At America’s sports bars, chicken wings are as essential to March Madness as man-to-man defense and the three-point shot.
But as this year’s NCAA Basketball Tournament rolls along, the cruel economics of the chicken wing is squeezing restaurant chains and putting upward pressure on prices for customers.
With breeding advances, the size of America’s chickens — and their wings — is relentlessly rising. As CEO Sally Smith of Buffalo Wild Wings recently explained to stock analysts: “Five wings yield more ounces of chicken than six used to.”
Sounds like good news for wing joints, right? No clucking way. Chains such as Buffalo Wild Wings sell by the unit — a six-piece plate with fries and a beer, anyone? — but buy by the pound. Take one wing away, even if the rest are meatier, and customers might not be happy.
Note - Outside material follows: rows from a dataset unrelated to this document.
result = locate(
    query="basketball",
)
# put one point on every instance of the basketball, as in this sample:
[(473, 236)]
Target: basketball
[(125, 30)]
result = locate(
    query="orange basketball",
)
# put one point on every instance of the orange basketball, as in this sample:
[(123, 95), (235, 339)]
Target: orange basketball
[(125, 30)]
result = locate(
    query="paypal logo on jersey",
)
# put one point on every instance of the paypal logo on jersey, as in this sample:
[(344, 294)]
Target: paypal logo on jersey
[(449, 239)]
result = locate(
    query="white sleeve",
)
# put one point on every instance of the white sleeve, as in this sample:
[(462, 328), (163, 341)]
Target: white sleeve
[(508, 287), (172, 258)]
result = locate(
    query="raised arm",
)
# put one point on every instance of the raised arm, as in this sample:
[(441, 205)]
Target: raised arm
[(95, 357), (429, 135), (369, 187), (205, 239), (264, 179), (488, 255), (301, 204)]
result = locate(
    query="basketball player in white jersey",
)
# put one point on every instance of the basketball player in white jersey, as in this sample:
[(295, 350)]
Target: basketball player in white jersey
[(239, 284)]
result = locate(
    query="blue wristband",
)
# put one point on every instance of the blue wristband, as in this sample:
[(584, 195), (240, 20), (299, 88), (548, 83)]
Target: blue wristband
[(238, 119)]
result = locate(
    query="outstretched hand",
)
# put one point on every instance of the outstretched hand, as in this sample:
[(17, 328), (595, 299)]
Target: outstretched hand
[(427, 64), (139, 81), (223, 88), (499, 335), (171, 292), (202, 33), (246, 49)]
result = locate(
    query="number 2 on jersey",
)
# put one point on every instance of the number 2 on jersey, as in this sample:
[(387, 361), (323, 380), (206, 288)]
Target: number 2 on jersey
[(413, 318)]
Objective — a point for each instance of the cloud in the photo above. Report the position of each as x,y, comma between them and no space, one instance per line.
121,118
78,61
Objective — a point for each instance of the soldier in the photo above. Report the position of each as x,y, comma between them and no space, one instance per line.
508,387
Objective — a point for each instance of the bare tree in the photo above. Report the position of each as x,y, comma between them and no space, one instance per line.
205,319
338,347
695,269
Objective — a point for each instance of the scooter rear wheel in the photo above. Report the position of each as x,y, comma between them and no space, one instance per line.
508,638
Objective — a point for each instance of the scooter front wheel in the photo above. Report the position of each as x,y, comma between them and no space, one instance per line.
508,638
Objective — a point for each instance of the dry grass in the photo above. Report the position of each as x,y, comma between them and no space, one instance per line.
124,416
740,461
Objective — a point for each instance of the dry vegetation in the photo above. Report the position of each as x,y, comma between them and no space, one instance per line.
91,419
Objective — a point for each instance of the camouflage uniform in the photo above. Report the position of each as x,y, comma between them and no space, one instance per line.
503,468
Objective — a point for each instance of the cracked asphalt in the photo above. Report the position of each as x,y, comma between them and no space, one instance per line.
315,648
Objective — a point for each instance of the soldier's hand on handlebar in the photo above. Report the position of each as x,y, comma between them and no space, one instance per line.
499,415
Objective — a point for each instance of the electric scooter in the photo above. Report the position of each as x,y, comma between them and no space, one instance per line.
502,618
The average chicken carcass nowadays is almost 50 percent bigger than it was 30 years ago. But, as agribusiness consultant Len Steiner put it, an 8-pound bruiser of a bird “still has only two wings.”
Wholesale wing prices soared 76 percent on average in 2012 over 2011, hitting highs not seen in at least 20 years, according to U.S. Department of Agriculture data.
Other factors are also pressuring prices, particularly last year’s drought. It drove up the price of corn, the main component of chicken feed, which is the biggest cost in raising a bird. Chicken farmers cut back on their flocks, tightening wing supply.
And demand is growing, driven in part by the success of fast-growing Buffalo Wild Wings. Even fast-food behemoth McDonald’s is testing wings.
“Chicken wings have gotten into so many restaurant concepts that it’s put a real strain on (supply),” said Steiner, who co-writes the Daily Livestock Report for the Chicago Mercantile Exchange.
The advance of chicken technology is on display at the barn near Rice, Minn., where David Schumann raises birds for the Upper Midwest’s largest producer, GNP Co.
Schumann is one of about 400 farmers, mostly in Minnesota, who raise chickens for St. Cloud, Minn.-based GNP. Like most GNP farmers, he has only one barn and also raises something else — in his case, cattle.
He and his wife, Tracy Scapanski-Schumann, run the chicken barn with a computer’s aid. Water rations, feed flow and air temperature — chicks like it hot; older birds, not so much — are all automated.
Currently, their 37,440-square-foot barn houses 53,000 birds who turned 17 days old Friday. By about April 26, they’ll be ready for shipment to one of GNP’s two processing plants, and a new flock will arrive soon after. Nowadays, it takes about 42 days to grow a 5-pound bird, compared with about 60 days three decades ago, said Bill Lanners, GNP’s director of live strategies.
Technology advances
Credit the chicken-breeding companies for the changes.
“They use some pretty amazing technology,” Lanners said. The breeders are not relying on genetic manipulation. It’s a matter of using science to select chickens with the best genetic stock.
The pace of genetic improvement generally cuts a bird’s time to market by one day per year. Plus, chickens increasingly require less feed to produce the same amount of meat. And they can grow bigger, particularly if they’re fed for longer periods of time.
In the past decade, the average weight of a chicken carcass has grown 16 percent, according to data from Steiner and the U.S. Department of Agriculture. That follows a 15 percent gain from 1993 to 2003 and an 11 percent increase during the prior decade.
The gains are driven by superbirds.
“Big bird deboners are pushing up bird size dramatically,” said GNP’s sales and service director Brian Roelofs, referring to 8-pounders that are deboned and sold in pieces.
The chicken market is carved into three portions: small bird (roughly 4 pounds), medium (roughly 6 pounds) and large (roughly 8 pounds).
Chicken chains including KFC and Popeyes rely on small birds. The medium bird is big in supermarket coolers, where GNP’s Gold’n Plump brand is sold.
Along with trays of fresh chicken breasts, GNP sells wings by the pack. Some basic chicken math helps spell out the wing dilemma. A tray pack of four breasts requires two chickens, but a pack of 18 wings requires nine chickens.
So the smaller bird markets — GNP’s bread-and-butter — just don’t generate enough chicken wings at low enough prices for big purchasers such as Buffalo Wild Wings, Roelofs said.
That’s where the superbird business — centered in the South — comes in, knocking out a huge supply of chicken pieces, including wings. The larger birds make economic sense, despite the wing market quirk.
They cost less per pound to produce and yield more precious breast meat, a consumer favorite, which can be fashioned into all sorts of things: chicken tenders or nuggets, “boneless” chicken wings and chicken breast sandwiches at restaurants.
The bigger the bird, the better for breast meat production. And with plenty of big birds, that means plenty of wings that are then scarfed up by wing buyers such as Buffalo Wild Wings.